Congresso empurra Lula à direita e vê governo emparedado
Maria do Rosário votou por conveniência pelo fim da saidinha, aliando-se à direita (Crédito:Evaristo Sa)

Os casos atuais nem de longe lembram o Lula 1 que, num momento mais tenso, em 2005, com o apoio do STF, entregou pacificada às etnias de Roraima, a TI Raposa Terra do Sol, de 1,7 milhão de hectares, com a retirada total dos arrozeiros.

Já o Lula 3, numa ousadia sem precedentes, criou o Ministério dos Povos Indígenas, e permitiu que todos os postos importantes, incluindo a Funai, fossem ocupados por lideranças indígenas autênticas, mas parou diante das ameaças da Frente Parlamentar Agropecuária (FPA), a maior força do Congresso, formada por mais de dois terços dos votos.

“O governo Lula flerta com os riscos sem perceber o perigo que corre.”
José Medeiros, deputado bolsonarista do PL/MT

Dirigente do Movimento Popular Socialistas do PSB (MPS), um dos poucos na esquerda que ainda tem capacidade de mobilização, o advogado e militante Acilino Ribeiro afirma que está com Lula para o que der e vier, mas é crítico da guinada ideológica. Ele usa a régua para avaliar o rumo do governo. “Numa escala de zero a 100, o governo está hoje 60% na direita. Lula está sendo obrigado a usar duas ‘tornozeleiras’, uma imposta pelo Banco Central e a outra pelo Congresso, do qual se tornou refém”, cutuca.

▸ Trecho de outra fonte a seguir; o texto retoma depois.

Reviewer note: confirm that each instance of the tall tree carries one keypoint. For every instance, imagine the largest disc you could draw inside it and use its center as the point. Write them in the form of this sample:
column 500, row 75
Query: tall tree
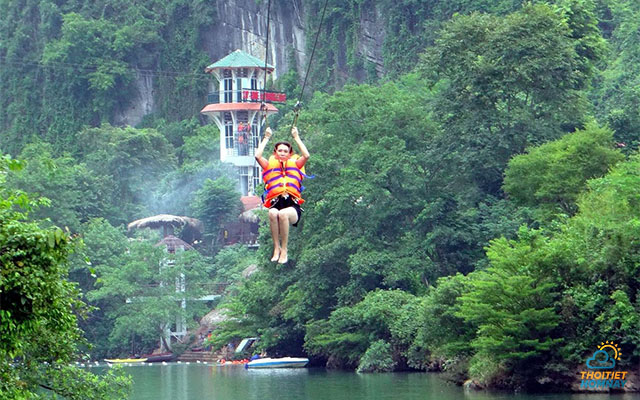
column 40, row 336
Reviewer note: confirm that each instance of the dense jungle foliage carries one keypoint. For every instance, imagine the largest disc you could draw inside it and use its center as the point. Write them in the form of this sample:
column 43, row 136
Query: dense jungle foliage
column 475, row 207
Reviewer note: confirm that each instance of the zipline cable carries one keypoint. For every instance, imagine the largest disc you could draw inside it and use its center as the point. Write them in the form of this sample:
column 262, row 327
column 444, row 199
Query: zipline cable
column 266, row 58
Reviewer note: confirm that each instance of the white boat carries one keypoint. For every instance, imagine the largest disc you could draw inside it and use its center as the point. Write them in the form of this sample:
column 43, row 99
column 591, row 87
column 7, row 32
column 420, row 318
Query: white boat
column 284, row 362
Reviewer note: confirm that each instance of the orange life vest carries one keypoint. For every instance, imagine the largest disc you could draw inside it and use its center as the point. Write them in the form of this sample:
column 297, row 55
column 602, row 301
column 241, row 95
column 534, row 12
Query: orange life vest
column 282, row 178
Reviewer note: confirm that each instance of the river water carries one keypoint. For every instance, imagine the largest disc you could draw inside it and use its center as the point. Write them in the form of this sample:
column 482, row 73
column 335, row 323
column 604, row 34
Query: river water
column 212, row 382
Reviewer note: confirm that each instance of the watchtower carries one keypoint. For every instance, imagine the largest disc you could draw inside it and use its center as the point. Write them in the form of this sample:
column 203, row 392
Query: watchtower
column 236, row 108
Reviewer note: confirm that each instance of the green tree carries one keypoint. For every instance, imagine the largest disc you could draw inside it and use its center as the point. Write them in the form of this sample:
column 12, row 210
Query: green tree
column 215, row 204
column 552, row 175
column 145, row 289
column 497, row 95
column 512, row 303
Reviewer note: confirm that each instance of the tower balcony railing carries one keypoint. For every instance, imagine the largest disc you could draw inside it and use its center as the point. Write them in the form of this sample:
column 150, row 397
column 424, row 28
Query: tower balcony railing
column 245, row 96
column 243, row 144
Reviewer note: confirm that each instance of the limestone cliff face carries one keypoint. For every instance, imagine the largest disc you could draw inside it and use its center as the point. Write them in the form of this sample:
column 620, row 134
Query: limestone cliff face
column 242, row 24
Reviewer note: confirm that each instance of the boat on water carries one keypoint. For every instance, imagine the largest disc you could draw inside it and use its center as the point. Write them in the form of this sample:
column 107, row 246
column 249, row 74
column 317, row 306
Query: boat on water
column 284, row 362
column 161, row 357
column 124, row 360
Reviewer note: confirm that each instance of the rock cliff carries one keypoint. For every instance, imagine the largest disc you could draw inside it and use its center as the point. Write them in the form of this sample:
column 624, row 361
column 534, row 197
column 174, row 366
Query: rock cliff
column 242, row 24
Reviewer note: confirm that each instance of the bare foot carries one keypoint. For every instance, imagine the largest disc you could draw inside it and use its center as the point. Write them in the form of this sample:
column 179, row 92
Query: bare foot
column 283, row 257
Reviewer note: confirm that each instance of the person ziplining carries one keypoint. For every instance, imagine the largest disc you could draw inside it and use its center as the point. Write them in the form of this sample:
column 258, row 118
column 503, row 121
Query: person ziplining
column 282, row 175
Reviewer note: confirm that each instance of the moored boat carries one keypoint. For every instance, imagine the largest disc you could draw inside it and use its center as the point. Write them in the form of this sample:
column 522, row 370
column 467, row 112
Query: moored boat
column 124, row 360
column 284, row 362
column 162, row 357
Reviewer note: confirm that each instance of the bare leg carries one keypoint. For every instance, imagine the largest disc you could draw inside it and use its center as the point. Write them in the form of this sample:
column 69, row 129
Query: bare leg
column 286, row 216
column 273, row 224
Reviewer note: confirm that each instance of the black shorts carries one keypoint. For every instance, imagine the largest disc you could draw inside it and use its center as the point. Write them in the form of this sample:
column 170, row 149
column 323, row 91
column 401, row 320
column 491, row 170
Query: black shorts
column 281, row 202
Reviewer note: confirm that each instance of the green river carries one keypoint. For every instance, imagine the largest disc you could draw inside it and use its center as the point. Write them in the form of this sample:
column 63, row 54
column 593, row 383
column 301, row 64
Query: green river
column 209, row 382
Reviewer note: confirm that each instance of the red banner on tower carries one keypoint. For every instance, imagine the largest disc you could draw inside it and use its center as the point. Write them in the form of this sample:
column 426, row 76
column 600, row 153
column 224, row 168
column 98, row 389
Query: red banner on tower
column 269, row 97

Os movimentos de esquerda acham que Lula está cedendo demais e, mesmo diante de uma realidade que estava clara no fechamento das urnas, em 2022, deixou na máquina pública remanescentes do governo anterior e permitiu que o conservadorismo de sua própria base impusesse a pauta de costumes.

“Não deixaremos de apoiá-lo, mas Lula terá de reconstruir a base mobilizando prefeitos, movimentos sociais, parceiros conservadores sinceros e com a esquerda nas ruas, como antigamente. Falta um articulador com habilidade. Não é o governo que queríamos, mas vamos com ele e não deixaremos que a direita force a barra para derrubá-lo”, afirma Ribeiro.

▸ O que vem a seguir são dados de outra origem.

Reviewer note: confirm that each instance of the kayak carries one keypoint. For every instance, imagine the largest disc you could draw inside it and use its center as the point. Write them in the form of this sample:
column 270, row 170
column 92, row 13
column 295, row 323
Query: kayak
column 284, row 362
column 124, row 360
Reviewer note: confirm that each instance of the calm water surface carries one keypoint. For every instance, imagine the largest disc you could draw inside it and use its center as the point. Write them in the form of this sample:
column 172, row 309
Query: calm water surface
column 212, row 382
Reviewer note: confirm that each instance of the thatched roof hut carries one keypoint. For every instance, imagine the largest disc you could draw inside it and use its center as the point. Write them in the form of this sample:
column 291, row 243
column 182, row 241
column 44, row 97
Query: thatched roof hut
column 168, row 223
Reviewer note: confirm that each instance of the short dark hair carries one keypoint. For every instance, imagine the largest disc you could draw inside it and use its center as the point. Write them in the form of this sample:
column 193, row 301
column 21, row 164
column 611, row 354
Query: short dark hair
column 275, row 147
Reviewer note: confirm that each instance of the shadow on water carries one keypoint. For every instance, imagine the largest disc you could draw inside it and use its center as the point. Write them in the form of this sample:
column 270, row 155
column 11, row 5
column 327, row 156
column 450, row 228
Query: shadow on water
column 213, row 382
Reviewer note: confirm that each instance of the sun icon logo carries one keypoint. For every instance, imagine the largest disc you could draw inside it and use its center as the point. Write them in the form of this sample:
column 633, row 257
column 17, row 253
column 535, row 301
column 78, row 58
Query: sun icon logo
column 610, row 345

Não há sinais de que a fragilidade do governo Lula signifique algum risco de governabilidade, mas nunca é demais lembrar que as conspirações que têm resultado na queda de governos nascem e terminam no Parlamento. E a direita está atenta.

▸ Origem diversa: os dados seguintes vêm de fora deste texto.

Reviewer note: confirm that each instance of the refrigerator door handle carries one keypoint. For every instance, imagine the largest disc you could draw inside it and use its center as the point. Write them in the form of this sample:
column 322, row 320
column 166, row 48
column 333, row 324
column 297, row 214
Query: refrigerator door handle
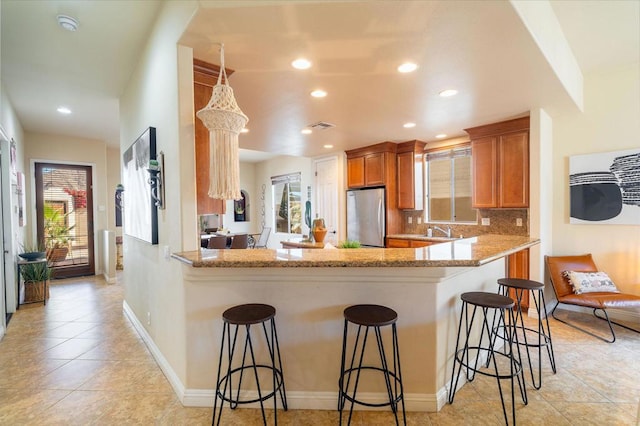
column 380, row 224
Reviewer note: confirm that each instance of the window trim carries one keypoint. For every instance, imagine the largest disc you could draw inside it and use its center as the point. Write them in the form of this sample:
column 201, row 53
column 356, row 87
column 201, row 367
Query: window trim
column 446, row 152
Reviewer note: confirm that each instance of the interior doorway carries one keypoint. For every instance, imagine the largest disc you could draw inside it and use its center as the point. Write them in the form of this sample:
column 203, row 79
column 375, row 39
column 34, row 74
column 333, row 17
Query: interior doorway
column 64, row 215
column 326, row 183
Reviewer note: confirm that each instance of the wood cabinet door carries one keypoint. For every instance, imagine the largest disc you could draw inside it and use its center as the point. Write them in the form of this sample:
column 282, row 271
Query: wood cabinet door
column 355, row 172
column 398, row 243
column 484, row 162
column 374, row 169
column 514, row 170
column 419, row 243
column 406, row 185
column 206, row 204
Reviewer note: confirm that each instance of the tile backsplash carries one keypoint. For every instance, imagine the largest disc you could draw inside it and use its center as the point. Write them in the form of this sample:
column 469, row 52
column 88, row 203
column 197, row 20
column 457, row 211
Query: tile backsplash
column 501, row 221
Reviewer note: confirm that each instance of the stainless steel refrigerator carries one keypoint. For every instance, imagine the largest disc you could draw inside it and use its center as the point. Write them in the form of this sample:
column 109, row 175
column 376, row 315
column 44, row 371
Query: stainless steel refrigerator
column 366, row 216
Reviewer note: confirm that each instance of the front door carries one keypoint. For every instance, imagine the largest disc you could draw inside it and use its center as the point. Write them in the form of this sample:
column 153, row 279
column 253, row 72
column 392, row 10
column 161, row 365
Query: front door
column 327, row 195
column 64, row 210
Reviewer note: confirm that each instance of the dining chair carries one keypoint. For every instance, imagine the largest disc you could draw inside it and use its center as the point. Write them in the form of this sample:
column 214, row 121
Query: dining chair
column 263, row 239
column 240, row 241
column 217, row 242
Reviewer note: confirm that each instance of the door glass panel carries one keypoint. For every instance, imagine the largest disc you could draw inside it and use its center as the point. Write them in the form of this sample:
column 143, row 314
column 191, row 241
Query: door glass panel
column 440, row 190
column 65, row 227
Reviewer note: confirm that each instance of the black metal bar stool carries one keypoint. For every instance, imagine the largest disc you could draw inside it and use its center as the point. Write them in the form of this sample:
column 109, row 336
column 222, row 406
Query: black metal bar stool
column 486, row 346
column 247, row 315
column 370, row 316
column 543, row 333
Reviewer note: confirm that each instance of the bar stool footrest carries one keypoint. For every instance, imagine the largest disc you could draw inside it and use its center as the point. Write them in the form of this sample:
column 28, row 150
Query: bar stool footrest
column 391, row 374
column 479, row 370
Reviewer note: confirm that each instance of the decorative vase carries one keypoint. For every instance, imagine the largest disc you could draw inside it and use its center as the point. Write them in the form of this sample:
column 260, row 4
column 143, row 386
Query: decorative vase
column 34, row 291
column 319, row 234
column 319, row 230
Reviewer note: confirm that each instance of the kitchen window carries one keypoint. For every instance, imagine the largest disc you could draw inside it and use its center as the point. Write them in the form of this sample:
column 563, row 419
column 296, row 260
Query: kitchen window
column 287, row 202
column 448, row 176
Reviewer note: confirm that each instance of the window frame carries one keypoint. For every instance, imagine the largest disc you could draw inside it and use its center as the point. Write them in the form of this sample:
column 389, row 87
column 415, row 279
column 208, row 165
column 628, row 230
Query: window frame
column 276, row 198
column 453, row 152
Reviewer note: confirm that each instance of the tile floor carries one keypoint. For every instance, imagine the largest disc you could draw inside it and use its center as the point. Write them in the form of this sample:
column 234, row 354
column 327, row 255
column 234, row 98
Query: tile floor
column 78, row 361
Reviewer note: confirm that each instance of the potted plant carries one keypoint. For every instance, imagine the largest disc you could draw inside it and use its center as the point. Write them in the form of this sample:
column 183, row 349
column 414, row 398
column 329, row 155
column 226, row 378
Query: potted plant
column 32, row 252
column 56, row 232
column 35, row 277
column 350, row 244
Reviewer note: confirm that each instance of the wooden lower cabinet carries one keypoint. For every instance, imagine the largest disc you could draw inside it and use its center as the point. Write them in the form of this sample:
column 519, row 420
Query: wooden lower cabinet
column 203, row 82
column 406, row 243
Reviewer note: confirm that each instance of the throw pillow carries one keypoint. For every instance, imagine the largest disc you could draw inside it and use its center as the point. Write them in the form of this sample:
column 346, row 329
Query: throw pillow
column 590, row 282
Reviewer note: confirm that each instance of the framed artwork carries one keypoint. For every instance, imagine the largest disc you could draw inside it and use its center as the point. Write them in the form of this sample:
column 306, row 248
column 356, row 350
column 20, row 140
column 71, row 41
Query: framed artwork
column 141, row 214
column 605, row 188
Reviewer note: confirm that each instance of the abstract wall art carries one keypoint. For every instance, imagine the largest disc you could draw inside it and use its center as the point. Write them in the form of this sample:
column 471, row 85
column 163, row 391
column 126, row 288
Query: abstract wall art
column 605, row 188
column 140, row 211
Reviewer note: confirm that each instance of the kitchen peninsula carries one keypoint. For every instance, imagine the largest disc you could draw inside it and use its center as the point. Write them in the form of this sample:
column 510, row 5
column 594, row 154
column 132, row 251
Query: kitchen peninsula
column 311, row 288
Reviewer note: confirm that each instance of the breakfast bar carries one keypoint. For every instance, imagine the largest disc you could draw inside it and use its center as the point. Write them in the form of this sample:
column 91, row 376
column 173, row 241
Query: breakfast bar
column 311, row 288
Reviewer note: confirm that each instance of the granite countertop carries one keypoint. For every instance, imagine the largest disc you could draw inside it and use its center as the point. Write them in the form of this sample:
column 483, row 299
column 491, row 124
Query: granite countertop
column 473, row 251
column 302, row 243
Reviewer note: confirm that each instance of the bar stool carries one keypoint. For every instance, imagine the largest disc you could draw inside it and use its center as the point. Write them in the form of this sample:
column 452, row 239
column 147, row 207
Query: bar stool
column 247, row 315
column 371, row 316
column 543, row 332
column 499, row 305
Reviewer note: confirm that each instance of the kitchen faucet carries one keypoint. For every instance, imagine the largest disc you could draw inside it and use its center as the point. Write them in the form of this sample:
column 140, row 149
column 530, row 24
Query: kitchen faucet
column 446, row 232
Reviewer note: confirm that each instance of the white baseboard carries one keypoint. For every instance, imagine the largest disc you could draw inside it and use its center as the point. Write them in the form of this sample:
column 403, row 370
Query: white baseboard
column 171, row 376
column 318, row 400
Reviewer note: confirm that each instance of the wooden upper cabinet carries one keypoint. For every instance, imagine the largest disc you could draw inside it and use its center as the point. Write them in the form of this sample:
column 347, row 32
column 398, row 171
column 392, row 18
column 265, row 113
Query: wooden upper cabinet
column 204, row 78
column 370, row 166
column 374, row 168
column 500, row 161
column 410, row 175
column 355, row 172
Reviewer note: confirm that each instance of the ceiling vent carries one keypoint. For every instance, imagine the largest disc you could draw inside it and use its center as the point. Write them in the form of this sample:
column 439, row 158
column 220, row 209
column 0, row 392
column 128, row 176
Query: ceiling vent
column 321, row 125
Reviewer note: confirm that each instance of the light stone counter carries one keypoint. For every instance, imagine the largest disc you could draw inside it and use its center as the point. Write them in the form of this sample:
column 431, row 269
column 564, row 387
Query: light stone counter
column 474, row 251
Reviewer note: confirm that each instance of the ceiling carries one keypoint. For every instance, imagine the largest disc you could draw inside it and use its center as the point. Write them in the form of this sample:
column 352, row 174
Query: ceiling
column 482, row 49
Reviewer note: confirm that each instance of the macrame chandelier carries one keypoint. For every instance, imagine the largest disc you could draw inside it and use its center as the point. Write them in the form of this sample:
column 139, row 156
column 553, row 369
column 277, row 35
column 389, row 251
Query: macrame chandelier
column 225, row 120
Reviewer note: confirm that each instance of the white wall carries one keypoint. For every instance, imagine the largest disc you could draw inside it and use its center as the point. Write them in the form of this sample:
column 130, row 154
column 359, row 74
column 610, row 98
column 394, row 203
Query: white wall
column 160, row 94
column 610, row 122
column 11, row 129
column 280, row 166
column 248, row 184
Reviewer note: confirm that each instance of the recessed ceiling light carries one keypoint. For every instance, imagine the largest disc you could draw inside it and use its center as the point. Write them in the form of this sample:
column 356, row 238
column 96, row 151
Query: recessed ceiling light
column 407, row 67
column 301, row 64
column 67, row 22
column 448, row 92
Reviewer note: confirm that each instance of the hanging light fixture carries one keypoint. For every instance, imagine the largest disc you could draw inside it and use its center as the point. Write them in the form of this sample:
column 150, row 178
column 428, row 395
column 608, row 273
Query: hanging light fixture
column 225, row 120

“Esse governo colocou no piloto automático a relação com o Congresso e virou um barco à deriva, que vai e volta ao sabor dos ventos. Lula não terá sempre o apoio do STF. Nós aprendemos e unificamos as frentes que obrigam esse governo a ir para a direita”, diz o deputado José Medeiros (PL-MT), aliado de Bolsonaro. “O governo Lula flerta com os riscos sem perceber o perigo que corre.”